Wie viel tatsächliche Macht⁣ die DA ⁣in der GNU hat, ist umstritten. Die genaue Bedeutung von Klausel 19.3 der Absichtserklärung, die eilig unterzeichnet wurde – zunächst‌ nur zwischen dem ANC⁣ und der DA – am Morgen ‌der ersten Sitzung der neuen Nationalversammlung im Juni,‌ muss geklärt werden.

Klausel 19.3 besagt, ‍dass, wenn ​unter ‌allen Koalitionsparteien keine Einigung ‍erzielt werden kann, Entscheidungen durch „ausreichende Konsens“ getroffen werden können, was als Übereinstimmung zwischen den Parteien in‍ der GNU ⁤definiert ist, die ⁤60% der Sitze in der Nationalversammlung repräsentieren.‍ Nur der⁤ ANC und die ⁣DA können⁤ mathematisch diese ‌60%-Schwelle erreichen.

Die Führung des ANC leugnet die offensichtliche Implikation​ dieser​ Klausel – oder, besser gesagt, ist in Verleugnung. Da eine ⁣Kombination aus Feigheit und Ehrgeiz verhindern wird, dass der Generalsekretär des ANC, Fikile Mbalula, seinen Kameraden eingesteht, dass er einen Deal unterzeichnet hat, der der DA ein Vetorecht über Kabinettsentscheidungen ⁢gibt, muss eine⁤ andere Möglichkeit gefunden werden, um die korrekte Auslegung der umstrittenen Klausel⁤ zu bestätigen.

Andernfalls könnte die⁤ DA sich⁢ gezwungen sehen, wegzugehen, wenn der ANC zu locker mit der Vereinbarung und seiner Beziehung zur DA im Kabinett umgeht.

Deshalb wäre es klug, sich nicht allzu sehr mit der Frage zu beschäftigen, ob die DA bleibt⁣ oder geht, wie es viel zu viele⁣ Menschen – hier zu Hause und in der Investitionswelt – tun. Wenn die DA geht, wird die Regierung nicht fallen. Am ‌wichtigsten ist, dass⁤ Vulindlela, das Strukturreformprogramm, das erstmals 2018 ins ‍Leben gerufen wurde, ⁣als Ramaphosa an ⁣die ‍Macht kam und das nun‌ ernsthafte Früchte trägt, seinen‌ stetigen Weg fortsetzen wird.

Sein Erfolg hat nichts mit der GNU​ zu tun – die wirklich nur das⁣ Sahnehäubchen auf dem Kuchen ist.
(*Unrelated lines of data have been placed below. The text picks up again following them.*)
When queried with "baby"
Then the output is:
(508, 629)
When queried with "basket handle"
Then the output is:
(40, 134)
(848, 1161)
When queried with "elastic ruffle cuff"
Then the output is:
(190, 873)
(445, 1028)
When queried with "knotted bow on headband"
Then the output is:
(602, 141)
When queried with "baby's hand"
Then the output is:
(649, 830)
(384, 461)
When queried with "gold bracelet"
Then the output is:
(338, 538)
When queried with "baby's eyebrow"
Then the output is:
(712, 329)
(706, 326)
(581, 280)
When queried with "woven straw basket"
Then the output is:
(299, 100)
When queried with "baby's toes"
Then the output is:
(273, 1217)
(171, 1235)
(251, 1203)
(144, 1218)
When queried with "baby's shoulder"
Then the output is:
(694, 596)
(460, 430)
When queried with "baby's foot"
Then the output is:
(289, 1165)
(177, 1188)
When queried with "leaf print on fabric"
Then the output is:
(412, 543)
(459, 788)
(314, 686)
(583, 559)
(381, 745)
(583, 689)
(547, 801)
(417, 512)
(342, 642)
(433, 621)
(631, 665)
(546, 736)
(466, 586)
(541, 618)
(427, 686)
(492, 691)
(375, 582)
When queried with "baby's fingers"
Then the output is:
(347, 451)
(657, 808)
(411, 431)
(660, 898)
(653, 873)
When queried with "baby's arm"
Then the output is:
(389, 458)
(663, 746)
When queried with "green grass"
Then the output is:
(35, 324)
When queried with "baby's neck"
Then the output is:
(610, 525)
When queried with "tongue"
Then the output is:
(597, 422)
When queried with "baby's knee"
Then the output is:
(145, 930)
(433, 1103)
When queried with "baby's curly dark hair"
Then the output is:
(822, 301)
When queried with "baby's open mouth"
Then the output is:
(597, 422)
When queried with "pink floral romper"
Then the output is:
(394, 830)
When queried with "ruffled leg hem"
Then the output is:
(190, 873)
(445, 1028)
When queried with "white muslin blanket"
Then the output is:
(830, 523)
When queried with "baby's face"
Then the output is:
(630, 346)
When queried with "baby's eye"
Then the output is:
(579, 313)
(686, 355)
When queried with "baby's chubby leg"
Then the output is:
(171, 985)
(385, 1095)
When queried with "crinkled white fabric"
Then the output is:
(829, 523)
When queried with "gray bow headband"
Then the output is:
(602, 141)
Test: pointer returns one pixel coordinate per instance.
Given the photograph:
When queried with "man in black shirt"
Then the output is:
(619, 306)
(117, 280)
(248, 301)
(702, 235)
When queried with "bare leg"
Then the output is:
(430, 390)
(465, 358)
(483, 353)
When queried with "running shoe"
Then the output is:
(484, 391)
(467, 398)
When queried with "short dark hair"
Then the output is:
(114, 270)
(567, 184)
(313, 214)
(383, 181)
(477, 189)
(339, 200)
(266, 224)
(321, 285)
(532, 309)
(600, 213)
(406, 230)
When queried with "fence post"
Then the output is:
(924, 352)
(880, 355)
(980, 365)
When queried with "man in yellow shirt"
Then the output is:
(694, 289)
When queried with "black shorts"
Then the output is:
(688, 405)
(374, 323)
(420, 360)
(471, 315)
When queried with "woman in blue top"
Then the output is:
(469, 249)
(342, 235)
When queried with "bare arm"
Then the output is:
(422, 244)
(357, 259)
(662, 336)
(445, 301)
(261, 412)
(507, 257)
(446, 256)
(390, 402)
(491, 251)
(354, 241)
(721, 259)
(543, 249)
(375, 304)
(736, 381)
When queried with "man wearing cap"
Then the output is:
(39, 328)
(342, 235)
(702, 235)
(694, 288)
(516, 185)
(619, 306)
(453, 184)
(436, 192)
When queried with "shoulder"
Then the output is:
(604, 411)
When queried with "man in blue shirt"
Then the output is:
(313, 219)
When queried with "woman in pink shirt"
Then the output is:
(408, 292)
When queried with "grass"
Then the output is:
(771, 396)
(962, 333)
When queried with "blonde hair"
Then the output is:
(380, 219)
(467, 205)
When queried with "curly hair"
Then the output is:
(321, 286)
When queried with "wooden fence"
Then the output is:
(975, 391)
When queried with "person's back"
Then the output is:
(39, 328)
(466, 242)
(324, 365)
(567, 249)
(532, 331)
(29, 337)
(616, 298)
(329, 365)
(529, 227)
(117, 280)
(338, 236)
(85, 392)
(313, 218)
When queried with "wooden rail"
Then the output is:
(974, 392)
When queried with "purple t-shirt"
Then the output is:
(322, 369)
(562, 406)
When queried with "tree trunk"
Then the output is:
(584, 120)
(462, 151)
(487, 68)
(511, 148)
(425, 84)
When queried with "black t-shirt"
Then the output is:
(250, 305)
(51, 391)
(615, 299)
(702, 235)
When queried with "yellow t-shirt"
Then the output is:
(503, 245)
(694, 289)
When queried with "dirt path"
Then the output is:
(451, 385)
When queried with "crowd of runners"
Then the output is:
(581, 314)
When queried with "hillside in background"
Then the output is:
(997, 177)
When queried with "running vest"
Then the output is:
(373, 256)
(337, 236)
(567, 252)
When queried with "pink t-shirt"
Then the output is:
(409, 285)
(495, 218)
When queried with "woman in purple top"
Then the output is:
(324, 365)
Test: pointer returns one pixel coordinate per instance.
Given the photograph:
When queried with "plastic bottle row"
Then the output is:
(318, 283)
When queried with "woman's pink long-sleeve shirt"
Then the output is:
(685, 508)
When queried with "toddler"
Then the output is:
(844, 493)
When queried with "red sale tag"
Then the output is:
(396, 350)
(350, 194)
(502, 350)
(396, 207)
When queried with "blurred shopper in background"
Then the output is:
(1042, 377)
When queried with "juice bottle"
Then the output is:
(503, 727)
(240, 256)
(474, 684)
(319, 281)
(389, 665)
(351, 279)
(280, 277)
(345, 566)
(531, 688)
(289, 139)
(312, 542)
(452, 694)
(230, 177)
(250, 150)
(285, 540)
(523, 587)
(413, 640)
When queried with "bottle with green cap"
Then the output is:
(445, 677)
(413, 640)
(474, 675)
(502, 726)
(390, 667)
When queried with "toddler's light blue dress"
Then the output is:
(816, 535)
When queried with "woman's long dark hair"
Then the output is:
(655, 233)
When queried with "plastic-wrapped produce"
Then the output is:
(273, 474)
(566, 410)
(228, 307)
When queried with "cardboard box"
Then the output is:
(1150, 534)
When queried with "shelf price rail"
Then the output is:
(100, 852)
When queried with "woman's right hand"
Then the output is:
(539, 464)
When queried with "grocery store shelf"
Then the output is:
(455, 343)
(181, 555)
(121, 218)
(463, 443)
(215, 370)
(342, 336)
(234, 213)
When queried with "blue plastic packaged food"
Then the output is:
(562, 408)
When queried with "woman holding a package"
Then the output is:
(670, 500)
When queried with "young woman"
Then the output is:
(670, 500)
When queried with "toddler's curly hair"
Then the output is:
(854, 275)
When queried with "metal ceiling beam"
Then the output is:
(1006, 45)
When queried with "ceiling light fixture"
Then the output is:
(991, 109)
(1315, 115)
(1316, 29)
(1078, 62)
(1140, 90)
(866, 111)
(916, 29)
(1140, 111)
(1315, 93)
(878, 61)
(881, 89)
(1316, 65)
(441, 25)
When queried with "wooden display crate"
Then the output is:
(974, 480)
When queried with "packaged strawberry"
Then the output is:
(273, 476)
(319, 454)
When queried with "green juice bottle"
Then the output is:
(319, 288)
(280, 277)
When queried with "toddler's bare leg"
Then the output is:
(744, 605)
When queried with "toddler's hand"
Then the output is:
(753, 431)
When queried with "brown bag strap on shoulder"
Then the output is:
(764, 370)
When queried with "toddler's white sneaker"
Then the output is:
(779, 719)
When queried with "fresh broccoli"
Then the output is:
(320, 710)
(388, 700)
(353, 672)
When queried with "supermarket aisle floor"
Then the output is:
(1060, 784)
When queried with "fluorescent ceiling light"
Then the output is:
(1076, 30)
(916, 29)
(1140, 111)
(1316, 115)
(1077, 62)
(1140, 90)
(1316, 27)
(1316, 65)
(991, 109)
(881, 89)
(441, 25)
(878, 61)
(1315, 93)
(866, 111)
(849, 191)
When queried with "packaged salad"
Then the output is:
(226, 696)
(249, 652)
Bei drei nationalen⁢ und lokalen Wahlen in Folge ⁤lag die⁢ Wahrunterstützung für die DA bei etwa 21% bis 22%. Die Wahrunterstützung für die DA hat sich als bemerkenswert widerstandsfähig⁣ erwiesen – ⁢oder hartnäckig ​festgefahren, je nachdem, wie man es‍ betrachten möchte. Ein signifikantes Wachstum wird⁣ wahrscheinlich⁢ weiterhin schwer zu ​erreichen sein. Die eigentliche Schlacht wird weiterhin um die verbleibenden⁤ 80% ⁢geführt, wo Zuma und‌ seine Bande von kriminellen Schlägern​ mit Absicht lauern.
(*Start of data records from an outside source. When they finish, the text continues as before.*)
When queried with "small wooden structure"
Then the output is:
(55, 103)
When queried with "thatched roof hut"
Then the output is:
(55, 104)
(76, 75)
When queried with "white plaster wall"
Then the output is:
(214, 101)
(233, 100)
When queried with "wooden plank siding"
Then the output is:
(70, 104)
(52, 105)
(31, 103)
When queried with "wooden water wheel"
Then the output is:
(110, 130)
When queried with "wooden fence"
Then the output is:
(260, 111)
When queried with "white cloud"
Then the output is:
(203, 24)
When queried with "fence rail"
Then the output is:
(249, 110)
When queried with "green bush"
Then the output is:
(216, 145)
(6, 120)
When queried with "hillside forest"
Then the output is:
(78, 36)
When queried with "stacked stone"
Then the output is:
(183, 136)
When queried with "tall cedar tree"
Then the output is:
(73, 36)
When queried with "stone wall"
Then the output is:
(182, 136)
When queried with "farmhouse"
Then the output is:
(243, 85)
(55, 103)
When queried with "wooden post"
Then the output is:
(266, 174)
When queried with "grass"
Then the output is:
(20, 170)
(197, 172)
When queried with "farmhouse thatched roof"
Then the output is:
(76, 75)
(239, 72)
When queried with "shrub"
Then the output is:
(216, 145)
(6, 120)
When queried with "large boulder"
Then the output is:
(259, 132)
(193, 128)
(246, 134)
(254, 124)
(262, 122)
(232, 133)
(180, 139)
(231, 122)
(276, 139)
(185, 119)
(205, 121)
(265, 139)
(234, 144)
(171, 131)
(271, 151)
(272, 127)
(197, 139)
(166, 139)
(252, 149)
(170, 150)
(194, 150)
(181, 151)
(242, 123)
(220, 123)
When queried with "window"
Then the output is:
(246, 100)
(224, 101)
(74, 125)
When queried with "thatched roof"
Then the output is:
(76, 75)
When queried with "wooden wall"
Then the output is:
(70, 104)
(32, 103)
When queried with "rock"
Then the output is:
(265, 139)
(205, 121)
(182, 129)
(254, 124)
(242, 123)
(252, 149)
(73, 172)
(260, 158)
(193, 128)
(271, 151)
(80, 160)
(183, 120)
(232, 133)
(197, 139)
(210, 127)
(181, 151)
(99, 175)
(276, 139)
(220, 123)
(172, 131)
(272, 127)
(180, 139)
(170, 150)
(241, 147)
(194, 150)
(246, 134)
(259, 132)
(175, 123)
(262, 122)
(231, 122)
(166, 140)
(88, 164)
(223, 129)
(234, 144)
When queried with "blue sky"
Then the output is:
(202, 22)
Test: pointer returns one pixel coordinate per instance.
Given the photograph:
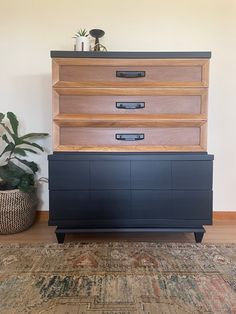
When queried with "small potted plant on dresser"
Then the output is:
(82, 40)
(18, 198)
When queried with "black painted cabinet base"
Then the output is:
(61, 232)
(130, 192)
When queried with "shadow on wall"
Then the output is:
(31, 98)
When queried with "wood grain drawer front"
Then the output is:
(118, 72)
(173, 104)
(86, 136)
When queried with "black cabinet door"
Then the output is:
(189, 175)
(150, 175)
(192, 205)
(69, 205)
(110, 204)
(110, 175)
(151, 204)
(68, 175)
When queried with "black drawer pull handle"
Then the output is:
(130, 74)
(130, 105)
(130, 137)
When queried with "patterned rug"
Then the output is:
(118, 278)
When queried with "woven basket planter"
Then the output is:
(17, 211)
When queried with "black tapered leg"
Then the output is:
(60, 237)
(198, 236)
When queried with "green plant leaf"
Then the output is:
(4, 137)
(15, 169)
(10, 147)
(30, 164)
(13, 121)
(17, 140)
(19, 151)
(30, 150)
(2, 115)
(33, 144)
(33, 135)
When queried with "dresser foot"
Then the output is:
(199, 236)
(60, 236)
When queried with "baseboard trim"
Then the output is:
(217, 216)
(224, 215)
(42, 215)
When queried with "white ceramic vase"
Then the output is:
(82, 43)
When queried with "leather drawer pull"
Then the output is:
(130, 74)
(130, 137)
(130, 105)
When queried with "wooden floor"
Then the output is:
(223, 231)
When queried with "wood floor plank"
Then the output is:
(220, 232)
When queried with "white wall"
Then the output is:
(29, 29)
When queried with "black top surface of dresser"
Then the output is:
(131, 54)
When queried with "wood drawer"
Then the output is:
(165, 102)
(105, 137)
(126, 72)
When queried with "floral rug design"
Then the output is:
(118, 278)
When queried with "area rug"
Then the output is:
(118, 278)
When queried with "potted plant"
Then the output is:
(82, 40)
(17, 176)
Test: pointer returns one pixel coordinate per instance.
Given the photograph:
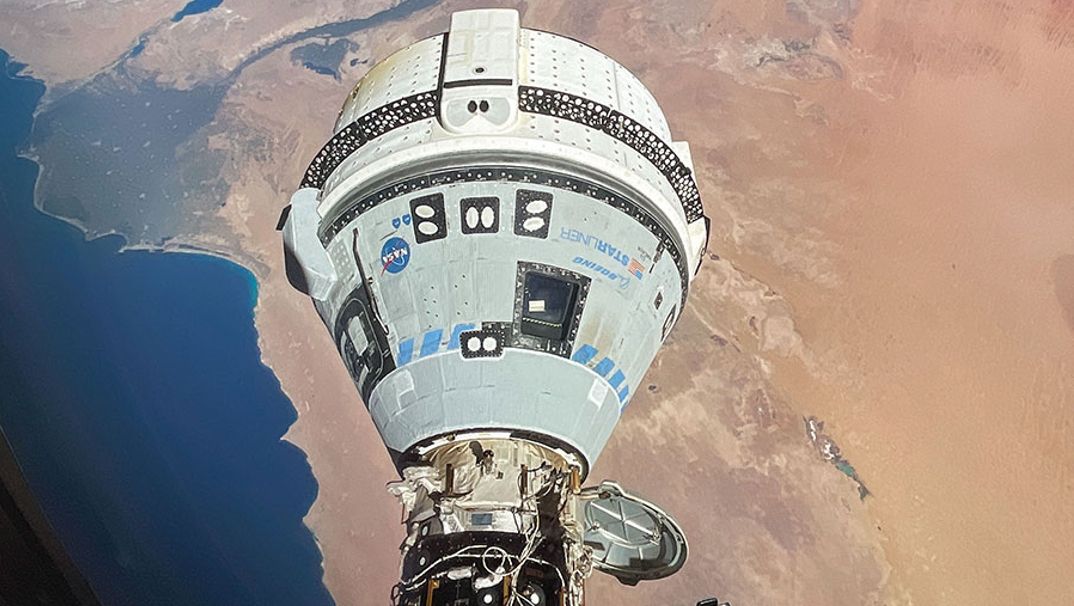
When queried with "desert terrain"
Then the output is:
(893, 253)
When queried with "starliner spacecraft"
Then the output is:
(498, 236)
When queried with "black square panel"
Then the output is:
(479, 215)
(533, 212)
(429, 220)
(488, 342)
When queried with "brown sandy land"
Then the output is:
(769, 521)
(914, 208)
(72, 41)
(894, 190)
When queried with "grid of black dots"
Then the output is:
(622, 127)
(352, 136)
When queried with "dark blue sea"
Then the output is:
(132, 392)
(196, 6)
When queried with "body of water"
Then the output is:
(132, 392)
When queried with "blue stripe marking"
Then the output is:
(453, 343)
(406, 351)
(604, 366)
(431, 342)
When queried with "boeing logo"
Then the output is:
(633, 265)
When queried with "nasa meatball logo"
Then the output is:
(394, 256)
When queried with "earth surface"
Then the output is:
(870, 397)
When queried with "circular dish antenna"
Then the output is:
(632, 538)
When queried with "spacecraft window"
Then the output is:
(547, 306)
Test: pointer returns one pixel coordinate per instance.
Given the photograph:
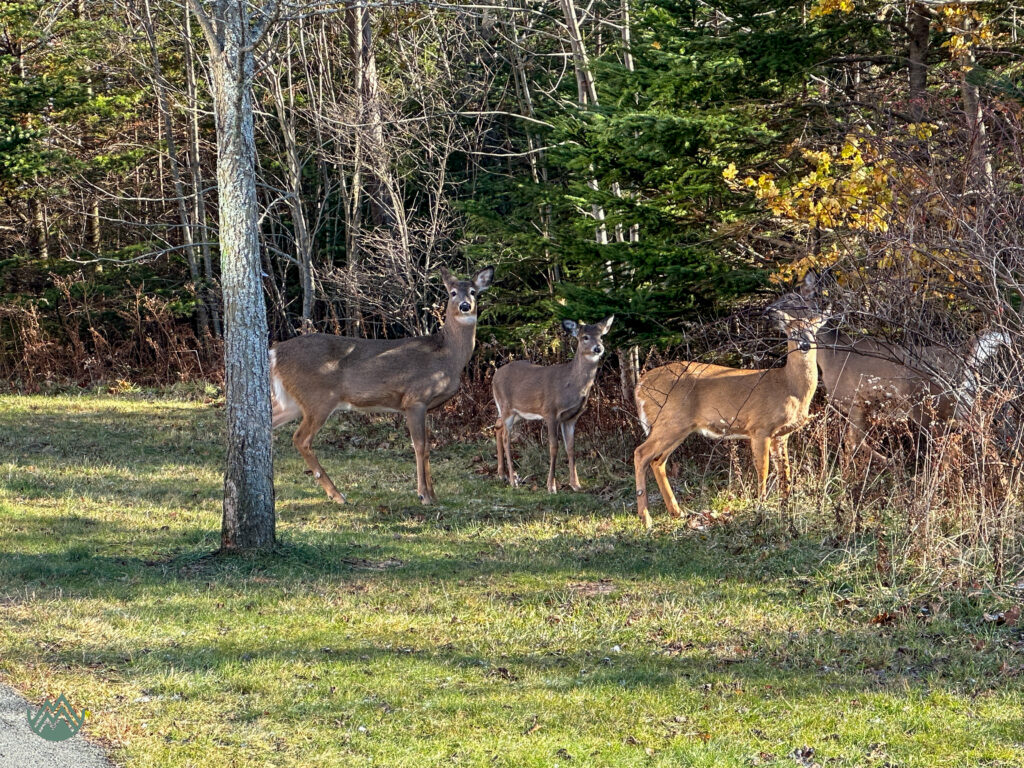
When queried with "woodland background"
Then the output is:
(669, 162)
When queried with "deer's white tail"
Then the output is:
(643, 416)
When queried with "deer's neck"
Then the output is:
(802, 372)
(583, 369)
(458, 338)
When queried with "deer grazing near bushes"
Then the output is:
(924, 385)
(315, 375)
(763, 407)
(556, 394)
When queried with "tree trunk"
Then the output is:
(586, 94)
(38, 240)
(248, 513)
(303, 240)
(919, 31)
(200, 225)
(977, 135)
Der Kampf, ⁤das Zentrum zu ⁣halten,⁢ hat gerade erst begonnen. Wie es ein Insider ⁣der GNU ausdrückt:​ „Wenn die ⁢Kirsche⁤ geht, wer wird dann ‍den Kuchen essen?“

Richard Calland ist außerordentlicher Gastprofessor an⁤ der Wits School of​ Governance und Gründungspartner der politischen‌ Risikoberatung The Paternoster Group.